The next morning the doctor decided that William could come off the oxygen sensor, so then he got to hang out in our room with us! It was so nice to just be with him in private, and to sleep with him in the room. I also got dressed and had a shower that day, which was a big highlight for me. Teneille came to visit again, and Jillian, too. She took Spencer home so he could shower and eat, and then he came back in our car with the baby seat.

We watched some movies on breastfeeding and car seats that night in our room, and then the next morning we were discharged! William’s breathing was normal, and I was healing well from the C-section.

So that’s my birth story.

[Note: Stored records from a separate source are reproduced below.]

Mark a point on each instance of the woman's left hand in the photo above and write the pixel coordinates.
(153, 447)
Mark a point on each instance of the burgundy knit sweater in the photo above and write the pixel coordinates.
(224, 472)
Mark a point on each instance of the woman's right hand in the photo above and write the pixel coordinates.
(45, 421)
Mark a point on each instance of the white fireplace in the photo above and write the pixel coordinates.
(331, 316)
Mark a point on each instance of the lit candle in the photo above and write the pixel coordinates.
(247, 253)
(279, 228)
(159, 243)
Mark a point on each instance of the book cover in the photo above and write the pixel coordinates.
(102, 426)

It really didn’t go at all how I wanted it to, or how we had planned. But when it came down to it, and we had make decisions, we just wanted to do what was best for our baby. It’s a little weird to have a baby but to never have gone through labour, but we made the right decision in the end. There really was no amniotic fluid left in my uterus, and he was definitely ready to come out. And now we have our little William Sparrow!

First Family PhotoThe first little while was hard; not only having a newborn but learning that he will grow up as a dwarf was a big adjustment. It seemed like a sentence for him at first, but we’ve remained positive and we’re going to give him the most active and involved life that we can. People with achondroplasia are usually born to average-sized parents - it’s caused by a random gene mutation. However, people with achondroplasia can pass on the dominant gene to their children, so Liam’s (as we’ve decided to call him for short) children have a 50% chance of having it.

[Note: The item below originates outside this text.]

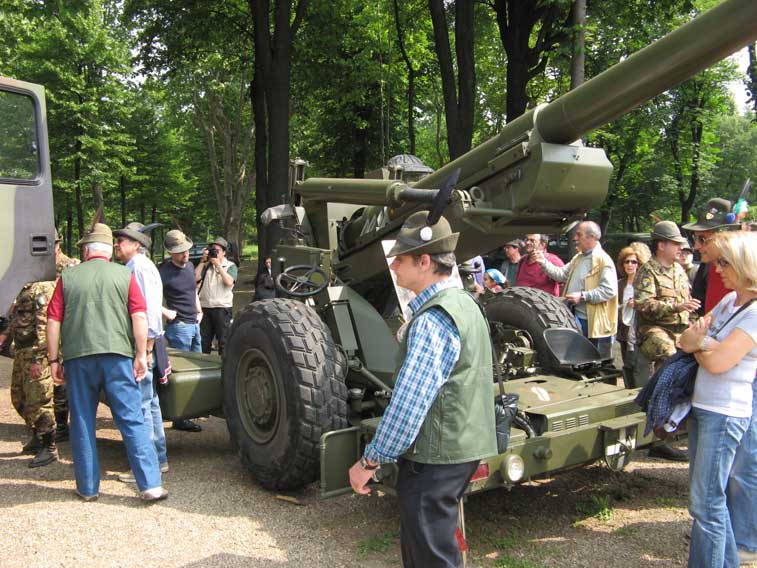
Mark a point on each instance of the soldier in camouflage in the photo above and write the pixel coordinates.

I couldn’t do a lot of research on the condition at first, it was too hard - I just wanted him to be our baby. But I’ve done a lot of reading since then and have found lots of great articles, essays, and information on the Little People of America website. Here is the link: www.lpaonline.org/. I recommend the site for further reading. We are excited for our boy, we know he’ll have a challenging life with lots of differences, but he’s got a loving family and an awesome support system of friends to grow up with.

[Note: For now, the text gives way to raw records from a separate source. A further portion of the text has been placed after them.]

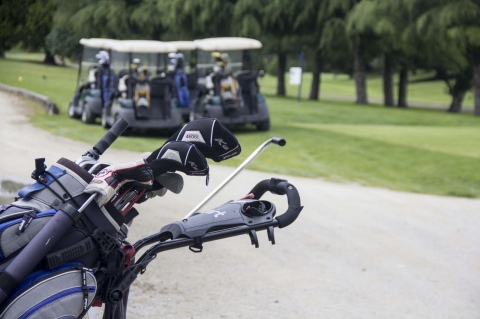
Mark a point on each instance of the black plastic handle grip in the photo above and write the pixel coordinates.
(113, 133)
(281, 187)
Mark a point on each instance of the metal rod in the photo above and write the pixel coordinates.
(274, 140)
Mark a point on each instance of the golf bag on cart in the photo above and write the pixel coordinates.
(63, 242)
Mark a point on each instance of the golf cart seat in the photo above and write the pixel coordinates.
(249, 89)
(161, 88)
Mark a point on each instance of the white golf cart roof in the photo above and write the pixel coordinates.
(98, 43)
(184, 45)
(227, 44)
(143, 46)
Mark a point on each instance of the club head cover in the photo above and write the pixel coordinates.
(171, 181)
(211, 137)
(178, 156)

So that’s my story! I’m sorry it took so long for me to get the story up here, but we had a lot to deal with for about a month, and typing was the last thing on my mind or my agenda. I’m so glad that I took the time to type it all out, it’s something we’ll have forever. Thanks for reading along with us, it’s been a blast!
~Chelsea

William Sparrow (aka Liam)
November 2nd, 2007 at 9:05 pm
7 lbs, 3 oz.


So there's my baby's Birth Story. Looking back, the only thing I wish I could change was how I heard the news of Liam's diagnosis. They told Spencer upstairs in the nursery, right after they had x-rayed Liam to make sure. Spencer and our midwife Deborah decided together that they would tell me after I was out of recovery and had Liam in my arms. But Dr. S. decided to tell me while I was still in recovery; I guess he wanted to go home. I've never experienced a shock like that in my life, and I'll never forget the uncontrollable shaking of my arms along with the fading numbness in my lower half. I wish I would have learned that news while I held my baby in my arms and tried to nurse him. Instead it was right after I had seen a video of him in an isolet.

This story is so different of how our life with Liam has been so far. He is so funny and silly, and I'm going to write about all the hilarious things he does and include pictures of how cute he is!
(Well, here's one for now - my little moustachio at 16 months old.)

Thanks for reading,
Chelsea

3 comments:

Alison Voyvodich said...

He is adorable, and I loved your story, you never know what you are going to get in life. Liam is your special gift and as he grows and matures, his life will bless yours in so many ways. Best wishes for a best life for your family.

deedee said...

Thank you for telling your story. Liam is a very cute little boy. I can relate to many parts of your story. I look forward to reading more about Liam and your family adventures.

Peach Rainbow said...

this is so emotional.
i have no experience in pregnancy or labor, thank you for the details and for sharing your story.
i have been following 'under the glow' but today is the first time i got to see this blog.